In simulations, we showed that high variance in the spatial distribution of beneficial loci across SCNAs can promote the evolution of CIN, which in turn can significantly accelerate carcinogenesis. Furthermore, our analysis of the distribution of known oncogenes and tumor suppressors suggested that mutations beneficial to neoplastic cells may be more clustered than random in the human genome. In light of these observations, we investigated whether the evolution of CIN could be inhibited by either increasing the mutation rate of CIN mutators or by exacerbating the effects of individual deleterious loci. Both therapeutic strategies have been previously shown to successfully reduce tumor size by exploiting its deleterious mutational load (McFarland et al., 2013). Correspondingly, we wanted to test whether these strategies could also inhibit CIN evolution by increasing the deleterious load associated with CIN mutators.

Using our model, we assessed the effect of increasing both CIN rate (U SCNA) and deleterious mutation effects (s del) in genomes characterized by high (beta‐binomially distributed, Figure 1c) and intermediate (geometrically distributed, Figure 1b) clustering of beneficial mutations. For the most clustered genomes (Figure 5a), increasing U SCNA 10‐fold was completely ineffective at preventing either the establishment of CIN or rapid carcinogenesis. Increasing U SCNA 100‐fold (to 1 SCNA per cell per generation) produced only a minor effect on the probability of establishment of CIN mutators, although both CIN establishment and carcinogenesis were somewhat delayed.
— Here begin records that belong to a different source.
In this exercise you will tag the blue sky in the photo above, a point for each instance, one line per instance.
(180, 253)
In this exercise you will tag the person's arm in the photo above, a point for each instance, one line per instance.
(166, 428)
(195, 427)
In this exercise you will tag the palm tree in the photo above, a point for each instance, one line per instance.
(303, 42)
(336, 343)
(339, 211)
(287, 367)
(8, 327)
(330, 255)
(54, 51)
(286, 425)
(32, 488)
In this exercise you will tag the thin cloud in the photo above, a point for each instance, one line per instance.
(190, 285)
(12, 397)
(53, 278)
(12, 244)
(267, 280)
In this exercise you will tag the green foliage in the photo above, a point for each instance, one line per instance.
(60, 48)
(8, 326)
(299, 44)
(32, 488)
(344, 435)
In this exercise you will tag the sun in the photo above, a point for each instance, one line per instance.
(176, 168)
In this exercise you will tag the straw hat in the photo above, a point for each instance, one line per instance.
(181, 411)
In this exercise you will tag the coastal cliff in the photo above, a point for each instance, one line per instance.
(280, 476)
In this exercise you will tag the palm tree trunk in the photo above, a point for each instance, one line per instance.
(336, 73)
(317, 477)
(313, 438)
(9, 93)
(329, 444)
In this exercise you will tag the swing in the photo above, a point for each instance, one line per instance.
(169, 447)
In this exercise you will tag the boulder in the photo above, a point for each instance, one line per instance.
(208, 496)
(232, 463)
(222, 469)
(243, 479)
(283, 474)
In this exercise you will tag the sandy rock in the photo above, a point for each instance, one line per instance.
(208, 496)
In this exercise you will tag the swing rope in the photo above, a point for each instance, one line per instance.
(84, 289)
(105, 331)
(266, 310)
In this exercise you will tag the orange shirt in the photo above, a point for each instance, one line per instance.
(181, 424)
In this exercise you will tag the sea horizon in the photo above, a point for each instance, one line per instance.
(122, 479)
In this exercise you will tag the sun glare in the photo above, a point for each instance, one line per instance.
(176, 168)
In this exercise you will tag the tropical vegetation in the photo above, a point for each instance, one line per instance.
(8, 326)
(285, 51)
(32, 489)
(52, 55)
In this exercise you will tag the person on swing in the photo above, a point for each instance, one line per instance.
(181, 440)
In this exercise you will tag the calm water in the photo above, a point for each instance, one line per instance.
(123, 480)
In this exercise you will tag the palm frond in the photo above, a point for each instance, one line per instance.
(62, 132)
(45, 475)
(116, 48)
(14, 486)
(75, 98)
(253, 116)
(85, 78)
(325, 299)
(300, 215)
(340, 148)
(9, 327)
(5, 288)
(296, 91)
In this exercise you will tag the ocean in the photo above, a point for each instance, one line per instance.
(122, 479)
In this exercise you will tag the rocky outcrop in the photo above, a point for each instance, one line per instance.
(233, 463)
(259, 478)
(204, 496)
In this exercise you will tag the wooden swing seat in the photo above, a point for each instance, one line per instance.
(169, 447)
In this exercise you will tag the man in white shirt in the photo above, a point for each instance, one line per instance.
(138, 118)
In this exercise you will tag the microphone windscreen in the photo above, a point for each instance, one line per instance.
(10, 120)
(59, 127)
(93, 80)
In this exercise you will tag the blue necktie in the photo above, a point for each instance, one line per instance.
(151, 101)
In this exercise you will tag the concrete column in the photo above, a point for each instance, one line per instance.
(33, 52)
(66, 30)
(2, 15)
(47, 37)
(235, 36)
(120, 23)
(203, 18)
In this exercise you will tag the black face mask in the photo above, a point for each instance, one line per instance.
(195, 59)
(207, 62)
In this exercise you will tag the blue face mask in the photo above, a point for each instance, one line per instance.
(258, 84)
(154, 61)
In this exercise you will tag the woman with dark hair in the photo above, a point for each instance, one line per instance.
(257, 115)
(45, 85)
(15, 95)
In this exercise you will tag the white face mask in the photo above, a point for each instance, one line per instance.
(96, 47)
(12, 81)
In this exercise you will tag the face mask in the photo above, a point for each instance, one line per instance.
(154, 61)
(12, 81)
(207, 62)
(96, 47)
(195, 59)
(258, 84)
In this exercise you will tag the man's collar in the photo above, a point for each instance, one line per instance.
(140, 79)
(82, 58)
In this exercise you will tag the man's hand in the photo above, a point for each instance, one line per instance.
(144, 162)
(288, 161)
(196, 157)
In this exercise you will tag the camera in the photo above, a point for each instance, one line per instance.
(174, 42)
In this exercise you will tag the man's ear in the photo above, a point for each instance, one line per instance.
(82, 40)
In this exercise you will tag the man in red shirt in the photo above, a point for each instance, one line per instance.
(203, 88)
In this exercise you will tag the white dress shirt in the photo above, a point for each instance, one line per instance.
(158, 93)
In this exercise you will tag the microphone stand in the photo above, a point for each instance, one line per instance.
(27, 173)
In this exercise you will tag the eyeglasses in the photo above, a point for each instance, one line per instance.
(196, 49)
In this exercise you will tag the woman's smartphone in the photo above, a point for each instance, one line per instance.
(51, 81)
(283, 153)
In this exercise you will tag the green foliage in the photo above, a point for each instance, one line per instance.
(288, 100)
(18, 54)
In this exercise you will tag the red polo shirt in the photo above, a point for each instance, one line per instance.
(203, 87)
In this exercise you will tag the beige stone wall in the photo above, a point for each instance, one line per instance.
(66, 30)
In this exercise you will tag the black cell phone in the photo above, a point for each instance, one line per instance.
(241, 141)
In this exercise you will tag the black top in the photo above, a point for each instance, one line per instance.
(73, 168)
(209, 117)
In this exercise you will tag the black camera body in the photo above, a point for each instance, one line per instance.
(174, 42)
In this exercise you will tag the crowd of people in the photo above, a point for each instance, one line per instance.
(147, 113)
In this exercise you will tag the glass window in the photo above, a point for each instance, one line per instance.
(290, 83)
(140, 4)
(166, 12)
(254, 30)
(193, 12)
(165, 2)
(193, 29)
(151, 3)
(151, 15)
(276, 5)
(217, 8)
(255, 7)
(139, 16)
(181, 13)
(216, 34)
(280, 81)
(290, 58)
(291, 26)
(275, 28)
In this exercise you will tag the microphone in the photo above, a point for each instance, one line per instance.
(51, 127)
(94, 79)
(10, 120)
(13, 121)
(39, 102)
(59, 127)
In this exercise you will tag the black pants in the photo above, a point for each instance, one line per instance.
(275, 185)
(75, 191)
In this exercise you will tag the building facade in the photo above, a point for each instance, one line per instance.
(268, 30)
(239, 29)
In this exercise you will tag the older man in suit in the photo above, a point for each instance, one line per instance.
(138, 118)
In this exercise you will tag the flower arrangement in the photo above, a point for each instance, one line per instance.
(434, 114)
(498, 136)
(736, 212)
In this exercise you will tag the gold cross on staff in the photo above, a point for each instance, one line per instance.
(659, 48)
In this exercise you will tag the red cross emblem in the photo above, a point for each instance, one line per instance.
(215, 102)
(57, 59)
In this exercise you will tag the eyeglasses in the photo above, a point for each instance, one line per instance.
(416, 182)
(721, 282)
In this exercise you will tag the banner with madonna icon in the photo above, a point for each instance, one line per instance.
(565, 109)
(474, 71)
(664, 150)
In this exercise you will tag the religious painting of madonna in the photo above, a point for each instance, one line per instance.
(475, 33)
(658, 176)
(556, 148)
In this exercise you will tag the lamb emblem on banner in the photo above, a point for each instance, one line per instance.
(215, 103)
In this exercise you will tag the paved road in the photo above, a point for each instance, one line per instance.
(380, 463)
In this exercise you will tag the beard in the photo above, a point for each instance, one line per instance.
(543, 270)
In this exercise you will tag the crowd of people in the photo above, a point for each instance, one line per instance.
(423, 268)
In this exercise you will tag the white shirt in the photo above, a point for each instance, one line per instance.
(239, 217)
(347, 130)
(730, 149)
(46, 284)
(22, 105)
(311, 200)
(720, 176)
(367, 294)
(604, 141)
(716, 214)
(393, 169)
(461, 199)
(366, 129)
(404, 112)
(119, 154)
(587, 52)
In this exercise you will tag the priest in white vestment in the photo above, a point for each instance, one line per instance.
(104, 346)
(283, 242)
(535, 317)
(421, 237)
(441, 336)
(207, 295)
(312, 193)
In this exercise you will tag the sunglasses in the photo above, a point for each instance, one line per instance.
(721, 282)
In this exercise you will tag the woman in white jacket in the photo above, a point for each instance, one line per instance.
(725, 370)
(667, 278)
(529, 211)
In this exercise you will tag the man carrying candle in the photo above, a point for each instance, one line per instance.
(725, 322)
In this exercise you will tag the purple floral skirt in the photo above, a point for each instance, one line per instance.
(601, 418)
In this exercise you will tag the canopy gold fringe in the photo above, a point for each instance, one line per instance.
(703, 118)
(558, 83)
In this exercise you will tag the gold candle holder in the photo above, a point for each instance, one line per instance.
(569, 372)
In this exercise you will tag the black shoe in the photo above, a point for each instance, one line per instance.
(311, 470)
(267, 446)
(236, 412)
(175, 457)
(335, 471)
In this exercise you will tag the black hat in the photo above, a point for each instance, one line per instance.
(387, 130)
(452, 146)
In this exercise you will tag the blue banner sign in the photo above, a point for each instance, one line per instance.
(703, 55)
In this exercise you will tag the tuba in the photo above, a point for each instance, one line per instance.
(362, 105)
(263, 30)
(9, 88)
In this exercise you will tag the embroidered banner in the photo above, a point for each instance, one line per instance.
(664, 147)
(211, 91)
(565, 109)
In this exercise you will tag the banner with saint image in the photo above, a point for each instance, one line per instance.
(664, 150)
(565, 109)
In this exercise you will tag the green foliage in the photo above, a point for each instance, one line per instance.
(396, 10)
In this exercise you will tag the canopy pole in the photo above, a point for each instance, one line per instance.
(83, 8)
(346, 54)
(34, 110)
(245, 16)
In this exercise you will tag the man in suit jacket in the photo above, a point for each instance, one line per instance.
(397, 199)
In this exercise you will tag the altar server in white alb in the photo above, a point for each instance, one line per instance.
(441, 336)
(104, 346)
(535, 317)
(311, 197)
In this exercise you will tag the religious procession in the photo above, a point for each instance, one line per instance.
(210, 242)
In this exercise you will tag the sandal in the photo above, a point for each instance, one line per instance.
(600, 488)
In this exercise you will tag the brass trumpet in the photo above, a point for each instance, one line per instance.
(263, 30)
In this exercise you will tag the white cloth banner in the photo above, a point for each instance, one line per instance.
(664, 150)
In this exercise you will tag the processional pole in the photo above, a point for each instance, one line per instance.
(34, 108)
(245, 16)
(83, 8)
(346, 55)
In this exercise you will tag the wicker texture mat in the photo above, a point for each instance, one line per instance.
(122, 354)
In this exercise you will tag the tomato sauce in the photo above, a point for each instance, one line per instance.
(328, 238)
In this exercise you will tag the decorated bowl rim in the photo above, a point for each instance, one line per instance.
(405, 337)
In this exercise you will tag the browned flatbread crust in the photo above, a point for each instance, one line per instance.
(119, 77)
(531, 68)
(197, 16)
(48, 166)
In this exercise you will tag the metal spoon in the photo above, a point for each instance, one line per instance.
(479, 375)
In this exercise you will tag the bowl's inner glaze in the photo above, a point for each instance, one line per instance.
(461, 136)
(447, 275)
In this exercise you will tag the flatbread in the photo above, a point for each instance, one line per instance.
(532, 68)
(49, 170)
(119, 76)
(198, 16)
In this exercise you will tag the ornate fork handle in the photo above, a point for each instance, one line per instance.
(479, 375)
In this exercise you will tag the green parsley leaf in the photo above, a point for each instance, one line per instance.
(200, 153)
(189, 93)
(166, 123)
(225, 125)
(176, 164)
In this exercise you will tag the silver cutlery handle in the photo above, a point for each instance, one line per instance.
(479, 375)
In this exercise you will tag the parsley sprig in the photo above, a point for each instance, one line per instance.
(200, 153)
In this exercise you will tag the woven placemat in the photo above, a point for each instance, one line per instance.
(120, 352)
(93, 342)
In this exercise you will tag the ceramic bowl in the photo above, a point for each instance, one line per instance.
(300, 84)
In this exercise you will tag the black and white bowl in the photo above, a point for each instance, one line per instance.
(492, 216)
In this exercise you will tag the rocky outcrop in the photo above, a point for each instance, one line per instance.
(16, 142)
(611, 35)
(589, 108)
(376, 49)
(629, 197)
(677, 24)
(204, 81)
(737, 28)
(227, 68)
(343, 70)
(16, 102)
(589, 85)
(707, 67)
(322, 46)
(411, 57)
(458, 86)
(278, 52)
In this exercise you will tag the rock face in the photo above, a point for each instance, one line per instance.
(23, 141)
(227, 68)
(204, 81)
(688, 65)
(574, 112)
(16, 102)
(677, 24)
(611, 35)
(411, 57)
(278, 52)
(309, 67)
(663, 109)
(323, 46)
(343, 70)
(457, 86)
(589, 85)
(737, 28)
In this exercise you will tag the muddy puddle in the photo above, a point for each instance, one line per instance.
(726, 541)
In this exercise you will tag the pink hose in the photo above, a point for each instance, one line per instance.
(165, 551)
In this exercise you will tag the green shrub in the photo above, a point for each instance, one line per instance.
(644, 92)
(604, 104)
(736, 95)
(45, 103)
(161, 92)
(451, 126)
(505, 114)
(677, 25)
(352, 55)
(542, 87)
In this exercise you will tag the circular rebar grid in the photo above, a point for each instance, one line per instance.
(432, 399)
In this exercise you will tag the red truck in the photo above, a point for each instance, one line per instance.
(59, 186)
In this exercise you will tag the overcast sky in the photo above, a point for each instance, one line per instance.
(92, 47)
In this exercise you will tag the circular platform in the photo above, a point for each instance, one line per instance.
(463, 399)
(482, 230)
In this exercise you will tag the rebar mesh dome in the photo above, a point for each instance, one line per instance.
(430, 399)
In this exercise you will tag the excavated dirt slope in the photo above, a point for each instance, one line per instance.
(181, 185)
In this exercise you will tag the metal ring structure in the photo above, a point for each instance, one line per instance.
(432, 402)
Increasing U SCNA was considerably more effective at inhibiting its establishment and minimizing its role in carcinogenesis in genomes characterized by intermediate clustering (Figure 5b). In this case, 100‐fold stronger CIN mutators were completely inhibited while the probability of establishment of 10‐fold stronger mutators was reduced by ~30%. On the other hand, increasing s del only five‐fold resulted in CIN mutators becoming strongly disfavored by selection in both genomes, while the average waiting time to cancer increased to non‐CIN levels seen in Figure 3. Thus, while increasing CIN rate may successfully inhibit CIN evolution in some spatially clustered genomes, magnifying the effects of deleterious mutations appears to be a considerably more effective strategy. We speculate on the reasons for this difference below.

Figure 5

Exacerbating deleterious mutations is more effective at inhibiting CIN than increasing the rate of CIN. (a) In genomes with high clustering of beneficial mutations (beta‐binomially distributed, µ = 1). (b) In genomes with intermediate clustering of beneficial mutations (geometrically distributed, µ = 1). In both panels: deleterious mutations distributed with no clustering (Dirac delta, µ = 100). Circles are mean values calculated over 100,000 runs of simulation (error bars represent ±95% CI, all times are shown with violin plots). Model parameters as in Figures 2 and 3 except where noted. See Methods for distribution details. values next to each data point

DISCUSSION

Here, we have developed a stochastic, individual‐based simulation model of clonal populations to examine the evolution of chromosomal instability (CIN) via indirect selection on associated beneficial variation. The propensity of genomic mutators to spread in clonal populations via indirect selection has been extensively studied in evolutionary theory (Gerrish, Colato, Perelson, & Sniegowski, 2007; Kimura, 1967; Taddei et al., 1997) and demonstrated in experimental microbial populations (Chao & Cox, 1983; Raynes & Sniegowski, 2014). Indirect selection on mutators and their potential role in carcinogenesis have also been investigated in computational and analytic models of cancer progression (Beckman & Loeb, 2006; Datta et al., 2013). However, whether indirect selection could favor CIN mutators during carcinogenesis has remained unclear. The reason is that CIN mutators generate SCNAs large enough to simultaneously affect multiple loci. As deleterious mutations generally outnumber beneficial ones, SCNAs with an overall beneficial effect may be too scarce to allow for CIN hitchhiking. Thus, we hypothesized that indirect selection could only favor CIN in genomes in which fitness‐affecting loci were distributed in a way that minimized the co‐occurrence of beneficial and deleterious loci in potential SCNAs.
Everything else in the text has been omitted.